Friday, March 19, 2010

Lass mich Gehen

Lass mich gehen. Bitte, ich will zu gehen. Hilf mir fliegen. Konnen Sie bitte mir im hilfen? Wenn nichts mehr gehts, lass mich fliegen. Ich werde weg fliegen. Ich finden keinen trost hier. Ich kann nicht frei sein. Lass mich sterben. Bitte, hilf mir in das respekt. Ich will zu fliegen.

Hilf mir in diese respket. Bitte. Das ist alle ich will von dich.

Danke, 

Lizzie Smith...

Thursday, March 4, 2010

Tired of this feeling...

I am tired of feeling so sick. I want to tell her how I feel. I want to tell her what is really going on inside my mind. I want to tell her what she did wrong. I want her to know that I remember what I have repressed.

Looking back, I can see all the things you did to me. I have fought so hard to forget what I did not want to remember. I fought so hard to get my mind in order. I worked so hard to erase what you did to me from my mind. I came out of it a broken person. Tattered and torn, broken and dying from the parasitic memories eating away at my brain. And you haven't even noticed! I couldn't bring myself to be around you. Hugging you was like bathing in acid or putting on a hornet coat! When you smiled at me when I was eight, I felt a jolt of fear shooting through my body. I could never recall what it was about you that made me so afraid, but now I know. I know what you did to me.

You see, I needed help. After years of breaking my back trying to remember, I found that the only thing that could help, was to hurt myself. Oh yes, I have bled myself dry with thoughts of you. When I went to get help, it only made things worse. I remembered what I had been fighting to forget...


To be continued, when I'm not on the verge of tears. This really happened to me, when I was younger...It's hard for me to discuss, so I am blogging it, instead.

Wednesday, March 3, 2010

Signing off.

I am being forced to sign off, for now. But I will be back, when I have more thoughts to share. If I am not dead by then.

Well...

Well, I really do not have a lot of time to post. I just wanted to say...well, let's just let this one be continued.

My Wonderland

A Wonderland. That sounds nice. A place where no one can find me, where no one can tell me where to go, what to do, who to be...that sounds like heaven. A place where life makes sense to me, and I can breathe on my own. A place where music rules and sports sit in the sidelines. A place where nothing else matters. A place where I can be alone with the stars whenever I ask. A safe place, filled only with the people I want around. A place I can fly freely and fall gracefully. A place where my mind is my own possession. A place where music is the obsession. A place where there is no religion to tell me how to be free. A place where I can judge right and wrong by my terms. A place where my life is my own.

Where the sun shines and the snow falls, whenever I want it to. A place where all the stars can meet in the night sky. A place free from disease and illness. Where injury is just a myth. Where pain is only a rumor. Where love is the reigning emotion. Where peace is a commonly known feeling. Where lies do not exist and honesty is the only policy. Where people can express themselves as freely as they like...

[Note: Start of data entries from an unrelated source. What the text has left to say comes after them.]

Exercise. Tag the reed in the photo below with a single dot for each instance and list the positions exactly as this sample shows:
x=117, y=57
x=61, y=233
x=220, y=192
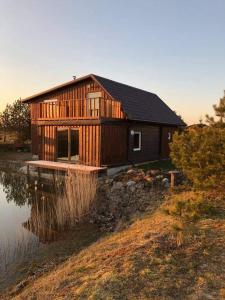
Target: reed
x=74, y=203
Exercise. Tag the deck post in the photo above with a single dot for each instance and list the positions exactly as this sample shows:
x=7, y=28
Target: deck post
x=53, y=175
x=173, y=178
x=39, y=173
x=28, y=174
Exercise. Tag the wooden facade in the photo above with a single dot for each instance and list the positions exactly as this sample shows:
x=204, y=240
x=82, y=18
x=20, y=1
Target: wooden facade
x=103, y=129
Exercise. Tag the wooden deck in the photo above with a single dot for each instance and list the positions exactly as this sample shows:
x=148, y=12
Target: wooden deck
x=61, y=166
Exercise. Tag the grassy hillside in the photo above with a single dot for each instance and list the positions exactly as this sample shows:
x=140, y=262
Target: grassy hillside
x=144, y=261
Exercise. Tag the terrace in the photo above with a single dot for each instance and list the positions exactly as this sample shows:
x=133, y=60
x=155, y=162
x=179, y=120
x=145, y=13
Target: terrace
x=92, y=108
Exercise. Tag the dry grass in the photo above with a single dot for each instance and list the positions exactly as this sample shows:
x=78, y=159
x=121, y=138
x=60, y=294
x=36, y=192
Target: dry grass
x=71, y=204
x=143, y=262
x=79, y=192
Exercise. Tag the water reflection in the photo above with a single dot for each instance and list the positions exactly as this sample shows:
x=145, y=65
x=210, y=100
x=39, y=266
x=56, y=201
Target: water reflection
x=34, y=213
x=26, y=218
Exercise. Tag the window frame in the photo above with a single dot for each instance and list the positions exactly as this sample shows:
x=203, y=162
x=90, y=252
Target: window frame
x=140, y=137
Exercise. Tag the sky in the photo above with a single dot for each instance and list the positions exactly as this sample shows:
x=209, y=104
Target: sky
x=174, y=48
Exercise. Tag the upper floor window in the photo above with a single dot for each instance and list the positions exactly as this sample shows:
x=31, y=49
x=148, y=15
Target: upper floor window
x=93, y=100
x=136, y=140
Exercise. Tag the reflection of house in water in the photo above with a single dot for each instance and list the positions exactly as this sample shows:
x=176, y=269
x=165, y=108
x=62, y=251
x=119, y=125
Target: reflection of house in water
x=43, y=217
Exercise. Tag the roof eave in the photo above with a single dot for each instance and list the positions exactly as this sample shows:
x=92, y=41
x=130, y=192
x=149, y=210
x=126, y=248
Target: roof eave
x=33, y=97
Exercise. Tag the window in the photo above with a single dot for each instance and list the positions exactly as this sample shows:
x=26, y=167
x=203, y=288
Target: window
x=93, y=103
x=136, y=141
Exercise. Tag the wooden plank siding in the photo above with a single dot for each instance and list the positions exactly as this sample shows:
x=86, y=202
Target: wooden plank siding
x=165, y=149
x=71, y=102
x=89, y=143
x=113, y=144
x=150, y=143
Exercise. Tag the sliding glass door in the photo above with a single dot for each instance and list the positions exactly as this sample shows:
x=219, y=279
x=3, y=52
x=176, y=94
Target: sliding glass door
x=68, y=144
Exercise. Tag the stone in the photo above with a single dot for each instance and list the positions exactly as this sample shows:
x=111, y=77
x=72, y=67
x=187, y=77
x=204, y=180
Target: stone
x=132, y=172
x=117, y=185
x=153, y=172
x=166, y=183
x=130, y=183
x=132, y=188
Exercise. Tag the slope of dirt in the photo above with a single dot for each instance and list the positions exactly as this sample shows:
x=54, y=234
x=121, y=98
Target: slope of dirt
x=143, y=261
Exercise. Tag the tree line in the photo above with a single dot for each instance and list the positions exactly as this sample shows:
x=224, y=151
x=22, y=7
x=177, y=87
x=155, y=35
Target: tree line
x=16, y=117
x=200, y=151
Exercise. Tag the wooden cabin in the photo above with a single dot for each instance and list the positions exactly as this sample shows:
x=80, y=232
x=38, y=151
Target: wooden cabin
x=99, y=122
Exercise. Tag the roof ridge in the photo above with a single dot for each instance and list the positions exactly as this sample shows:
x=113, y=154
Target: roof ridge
x=121, y=83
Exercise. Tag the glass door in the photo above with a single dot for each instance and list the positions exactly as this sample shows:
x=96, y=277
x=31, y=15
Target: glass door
x=62, y=144
x=68, y=144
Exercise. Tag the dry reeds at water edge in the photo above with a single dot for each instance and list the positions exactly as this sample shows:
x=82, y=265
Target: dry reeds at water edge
x=69, y=203
x=75, y=200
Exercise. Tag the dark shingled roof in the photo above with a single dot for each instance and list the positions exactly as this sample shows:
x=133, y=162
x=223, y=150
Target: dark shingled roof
x=139, y=104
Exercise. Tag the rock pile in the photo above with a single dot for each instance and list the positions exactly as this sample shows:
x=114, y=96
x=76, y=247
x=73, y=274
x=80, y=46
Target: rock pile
x=128, y=194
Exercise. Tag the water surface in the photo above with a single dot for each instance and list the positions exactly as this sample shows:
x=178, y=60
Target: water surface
x=29, y=233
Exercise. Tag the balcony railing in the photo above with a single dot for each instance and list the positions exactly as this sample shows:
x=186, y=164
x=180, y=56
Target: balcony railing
x=93, y=108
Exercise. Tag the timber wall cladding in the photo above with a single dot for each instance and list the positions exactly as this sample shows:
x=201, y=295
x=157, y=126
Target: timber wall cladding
x=34, y=139
x=108, y=108
x=165, y=148
x=89, y=143
x=113, y=144
x=150, y=139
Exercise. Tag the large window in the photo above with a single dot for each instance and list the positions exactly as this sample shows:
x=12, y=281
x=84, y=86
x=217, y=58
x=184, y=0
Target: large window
x=68, y=144
x=136, y=141
x=93, y=100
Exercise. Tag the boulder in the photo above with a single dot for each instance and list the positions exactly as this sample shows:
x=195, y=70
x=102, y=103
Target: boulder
x=130, y=183
x=117, y=186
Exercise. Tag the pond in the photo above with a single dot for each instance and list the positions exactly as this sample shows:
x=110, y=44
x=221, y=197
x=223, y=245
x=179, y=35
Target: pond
x=30, y=235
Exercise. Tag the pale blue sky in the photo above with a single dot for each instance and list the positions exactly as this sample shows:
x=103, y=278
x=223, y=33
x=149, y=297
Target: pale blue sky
x=173, y=48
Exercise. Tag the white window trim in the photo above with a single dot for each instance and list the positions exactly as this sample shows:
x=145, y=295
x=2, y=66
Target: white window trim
x=139, y=147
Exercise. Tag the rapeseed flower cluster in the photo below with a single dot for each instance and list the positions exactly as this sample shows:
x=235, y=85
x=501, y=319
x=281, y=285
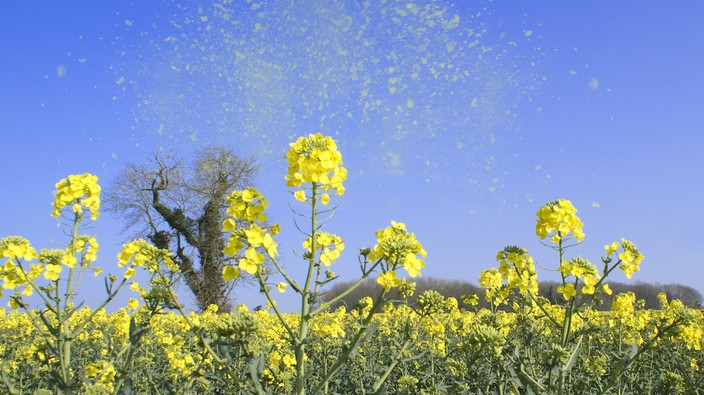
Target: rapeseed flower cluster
x=248, y=205
x=583, y=271
x=17, y=249
x=71, y=191
x=516, y=271
x=630, y=258
x=330, y=246
x=315, y=160
x=560, y=217
x=395, y=245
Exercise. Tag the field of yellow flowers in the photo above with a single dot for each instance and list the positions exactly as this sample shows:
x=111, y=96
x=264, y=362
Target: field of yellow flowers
x=522, y=344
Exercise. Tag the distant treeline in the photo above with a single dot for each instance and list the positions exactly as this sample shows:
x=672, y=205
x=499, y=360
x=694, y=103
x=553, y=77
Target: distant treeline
x=647, y=292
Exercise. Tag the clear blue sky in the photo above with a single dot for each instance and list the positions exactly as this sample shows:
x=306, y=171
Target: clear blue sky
x=460, y=120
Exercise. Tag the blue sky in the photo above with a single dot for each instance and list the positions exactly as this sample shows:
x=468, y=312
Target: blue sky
x=459, y=120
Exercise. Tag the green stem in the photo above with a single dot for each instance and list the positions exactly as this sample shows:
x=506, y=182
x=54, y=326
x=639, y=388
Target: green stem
x=299, y=346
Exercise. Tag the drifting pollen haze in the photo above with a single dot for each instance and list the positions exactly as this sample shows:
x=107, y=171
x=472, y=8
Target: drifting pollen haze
x=459, y=119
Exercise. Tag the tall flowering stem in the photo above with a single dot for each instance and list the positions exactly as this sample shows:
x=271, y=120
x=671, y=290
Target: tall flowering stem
x=63, y=270
x=315, y=175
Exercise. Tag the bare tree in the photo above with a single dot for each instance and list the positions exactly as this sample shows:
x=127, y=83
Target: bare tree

A place I can call home. Where can I find this Wonderland? Only in my dreams. That I know for sure. And on days where I am all alone, I can't wait to fall asleep and visit my Wonderland.

Monday, March 1, 2010

Finally, I have found a great band!


Yep! I have found a band to listen to since the Cinema Bizarre break-up. And they are called The Higher. I was listening to Escape the Fate's "10 Miles Wide" on the YouTube channel for Epitaph records, when I saw a link for the song "It's Only Natural". Now, normally, I don't click random things, but this time, I took a chance that I do not regret. I started listening to the song, with some skepticism, at first, but as the tune played on, I began to like it! Now, usually, I have this rule. I listen to three songs by a band, and if they are all good, then the rest of their stuff might be too. But it didn't play out that way this time. I went to aimini.net and did a search for The Higher, and came up with three pages of results. As I searched them on Wikipedia, I saw that the songs on aimini were simply the third and fourth album. I downloaded the fourth one, entitled "It's Only Natural" and fell in love with the songs "Other Options", "Black Dress", and "Beautiful Coffin". Now, if this band is worth a blog entry from me, than I know that they are good! So, go listen to them! Seriously, they rock!

The story behind this band is that they are from Vegas, and that they are a pop punk band. I don't know much about them just yet, but I can see myself manifesting this obsession rather quickly. I don't know how to describe them, really. I guess it's the freshness and simplicity of the lyrics and the imagery that really draws me to them. When Seth Trotter sings, my day just seems better. And I've only known of them for...about...ten hours! Never has a band become my favorite in such a short time. It takes a lot to catch my ear, and The Higher really proved that to me with "It's Only Natural". Congrats, guys, you have passed my test! Kudos to you and best of luck in the future.